LLM Frameworks
Langchain
- Powerful but heavy llm framework
| from langchain_openai import ChatOpenAI
llm = ChatOpenAI(model="gpt-5-mini")
response = llm.invoke(tell_a_joke)
print(response.content)
|
LiteLLM
- Lightweight llm framework
| response = completion(model=MODEL, messages=messages)
response_content = response.choices[0].message.content
print(response_content)
print(f"Input Tokens: {response.usage.prompt_tokens}")
print(f"Output Tokens: {response.usage.completion_tokens}")
print(f"Total Tokens: {response.usage.total_tokens}")
print(f"Total Cost: {response._hidden_params["response_cost"]*100:.4f} cents")
|
Prompt Caching
- Cache allows users to reduce upto 10x costs but need to pay small additional cost for enabling prompt caching.

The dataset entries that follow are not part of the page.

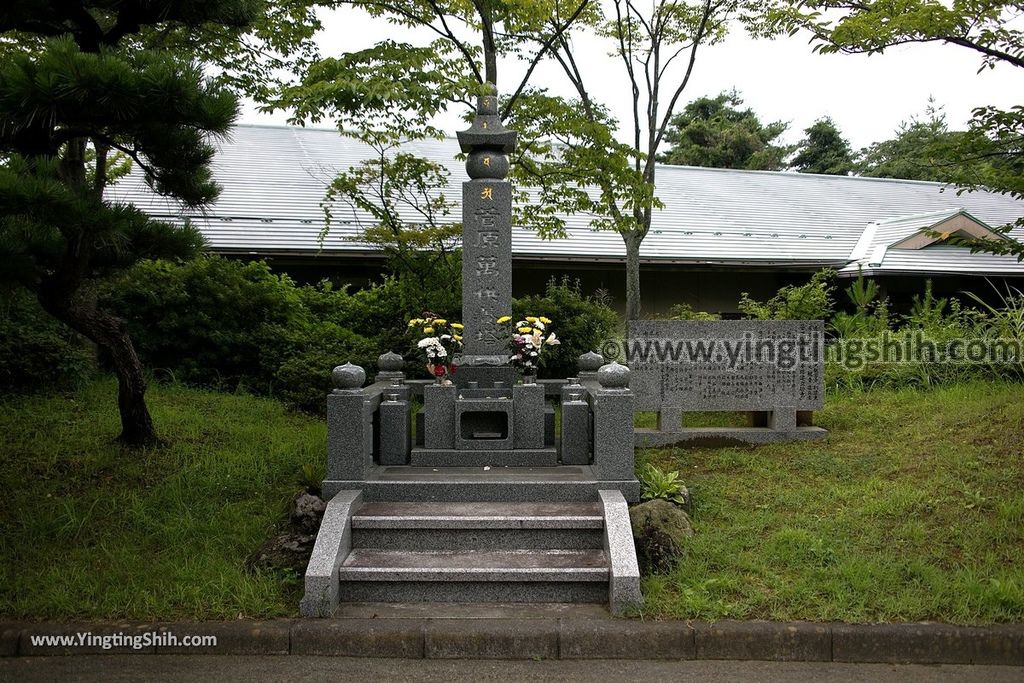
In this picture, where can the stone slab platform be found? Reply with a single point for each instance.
(518, 632)
(493, 458)
(716, 436)
(478, 515)
(501, 484)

| with open("files/shakespeare.txt", "r", encoding="utf-8") as f:
shakespeare = f.read()
loc = shakespeare.find("what answer made the belly?")

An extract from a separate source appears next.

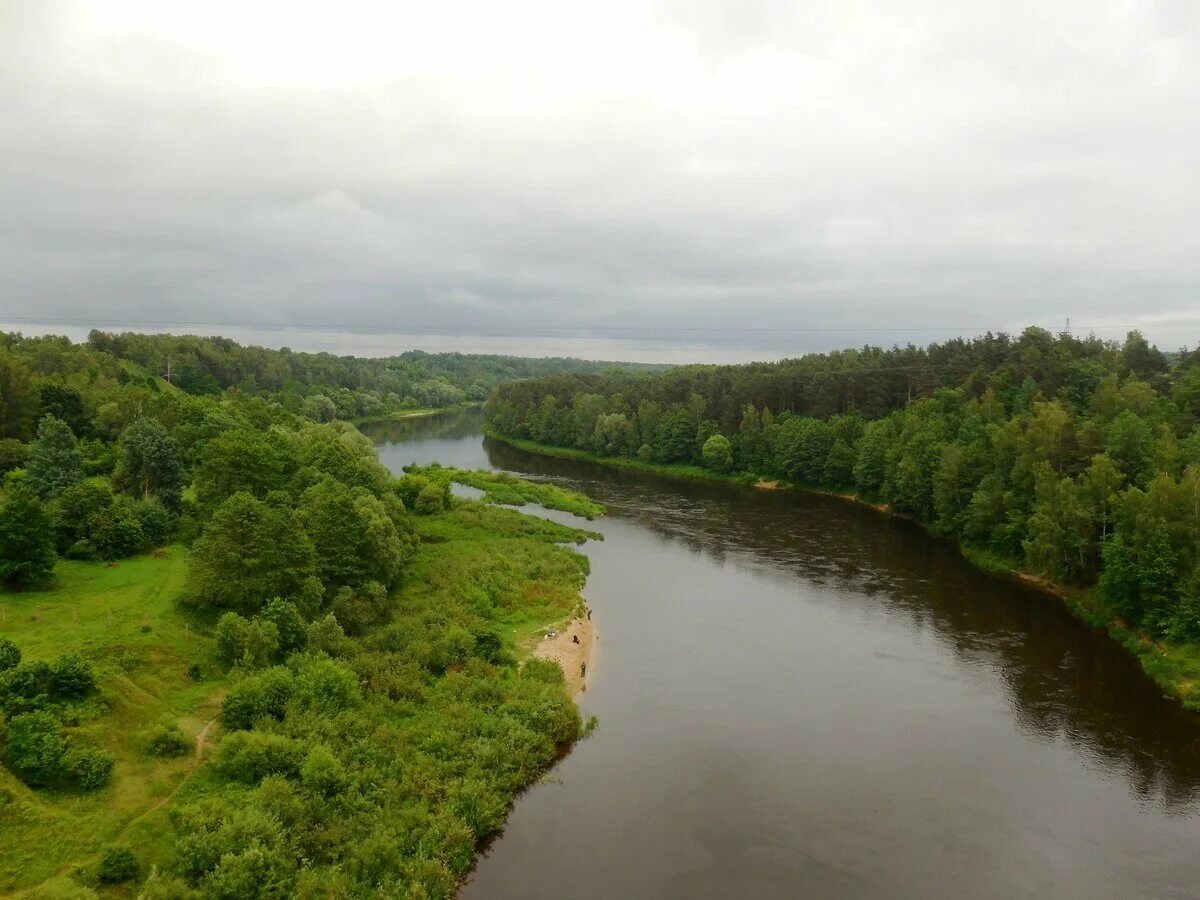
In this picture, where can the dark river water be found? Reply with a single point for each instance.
(804, 699)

print(shakespeare[loc:loc+100])
question = [{"role": "user", "content": "In shakespeare text, when a citizen asked 'what answer made the belly? what is the reply from MENENIUS" }]

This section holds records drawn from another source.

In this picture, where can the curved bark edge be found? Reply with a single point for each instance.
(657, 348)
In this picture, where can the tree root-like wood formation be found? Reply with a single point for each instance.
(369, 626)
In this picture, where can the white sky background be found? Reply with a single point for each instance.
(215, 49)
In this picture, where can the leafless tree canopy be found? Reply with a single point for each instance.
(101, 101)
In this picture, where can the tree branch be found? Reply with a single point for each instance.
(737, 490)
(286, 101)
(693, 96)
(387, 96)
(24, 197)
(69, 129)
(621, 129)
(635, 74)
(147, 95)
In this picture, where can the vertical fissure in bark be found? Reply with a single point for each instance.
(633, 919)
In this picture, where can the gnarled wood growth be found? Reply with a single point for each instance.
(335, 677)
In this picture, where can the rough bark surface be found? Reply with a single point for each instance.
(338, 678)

response = completion(model="ollama/gpt-oss", messages=question)
print(response.choices[0].message.content)
print(f"Input Tokens: {response.usage.prompt_tokens}")
print(f"Output Tokens: {response.usage.completion_tokens}")
print(f"Total Tokens: {response.usage.total_tokens}")
print(f"Total Cost: {response._hidden_params["response_cost"]*100:.4f} cents")
|
Note
Always add the questions or variable text at the end, to effectively enable cache as the initial text will remain the same in all requests.